Le origini del paese risalgono all’epoca italica, come testimoniato dal bronzetto sannita di Ercole del IV secolo a.C. Il primo insediamento abitativo nacque in epoca longobarda con il nome di “Roccha Siconis”, che nei secoli cambiò in “Rocca Sicura”, forse per la sua posizione protetta o per essere scampata alla peste del 1670.
L’agglomerato iniziale si sviluppò lungo il torrente Maltempo, nei pressi dell’antica chiesa di San Leonardo. Nel tempo, il centro abitato si spostò verso il crinale roccioso, ai piedi del castello, nell’area oggi nota come “la terra”.
Il castello, menzionato in uno Statuto del 1580, era una fortificazione di medie-grandi dimensioni che proteggeva le abitazioni interne. La porta d’accesso principale, oggi l’arco di San Rocco, serviva anche da prigione. Dopo i terremoti del 1456 e 1805, il castello andò distrutto, lasciando solo rovine parzialmente recuperate, oggi adibite a belvedere. Rimane visibile una torre trasformata in orologio, una cisterna per la raccolta d’acqua e parte del giro di ronda.

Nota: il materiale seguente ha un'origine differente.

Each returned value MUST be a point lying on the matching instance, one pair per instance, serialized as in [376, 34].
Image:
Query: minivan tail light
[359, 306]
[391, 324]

La chiesa di San Leonardo di Limoges, un tempo parte del castello, fu consacrata nel 1563 e in passato utilizzata come granaio. All’interno si trova un altare ligneo del XVII secolo e un pregevole crocifisso trecentesco. Un’altra chiesa di rilievo è quella di San Nicola, documentata prima del 1700. A tre chilometri dal paese si erge il santuario della Madonna di Vallisbona, risalente al XIII secolo.
Le festività più sentite sono quelle in onore di Sant’Antonio, il 13 giugno, e della Madonna di Vallisbona. Tra gli eventi si segnalano la sagra delle pizzelle e del vino alla ciotola, la sagra della patata e “Passeggiando per il Borgo di Roccasicura”, un percorso enogastronomico con mostre e musica.
La gastronomia locale offre specialità a base di carne e insaccati di cinghiale, oltre a piatti tipici come la polenta, le ferratelle e il fiadone molisano, contribuendo a preservare le tradizioni culinarie del territorio.